Please hear me out. I believe refugee resettlement programs are important. Refugees and former refugees are a blessing to their host countries, including contributing to the betterment of society in numerous ways. Spiritually, the Bible is clear that we, as Christ followers, are called to love the stranger, the foreigner, the orphan, the widow, the slave, the sojourner, and those seeking refuge. Refugee resettlement is one of the ways we can do that. We should advocate for higher numbers for refugee resettlement in the United States and Canada. We should extend the love of Christ through hospitality, philoxenia, to refugees and former refugees in our communities. 

Yet my heart continues to be troubled by the other 99%.  

Jesus loves the other 99% and calls us to love them as well. 

We, as Christ followers, need to dig deeper and listen to the ways God is calling us to love the other 99%. 

I leave you today with these questions:
  1. How is God calling you to love the other 99%? 

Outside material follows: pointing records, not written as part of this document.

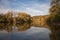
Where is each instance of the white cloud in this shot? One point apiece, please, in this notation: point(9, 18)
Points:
point(34, 9)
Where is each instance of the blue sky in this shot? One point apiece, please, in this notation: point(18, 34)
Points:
point(33, 7)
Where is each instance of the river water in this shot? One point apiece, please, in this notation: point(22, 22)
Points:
point(34, 33)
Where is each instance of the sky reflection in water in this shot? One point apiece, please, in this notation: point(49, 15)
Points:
point(34, 33)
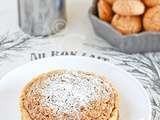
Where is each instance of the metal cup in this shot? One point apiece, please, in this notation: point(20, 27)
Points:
point(41, 17)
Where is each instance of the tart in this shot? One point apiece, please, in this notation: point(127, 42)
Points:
point(69, 95)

  2. Is there a certain part of the world that weighs heavily on your heart? A certain country or group of people? A certain topic such as religious persecution, genocide, armed conflict, natural disasters, etc. that you feel called to explore?

  3. What resources are available to you to learn more and to act?

  4. Are you being called to prayer? To advocacy? To support missionaries, churches, ecumenical global partners or non-governmental organizations who are caring for the other 99%? Are you being called to serve in one of these capacities yourself?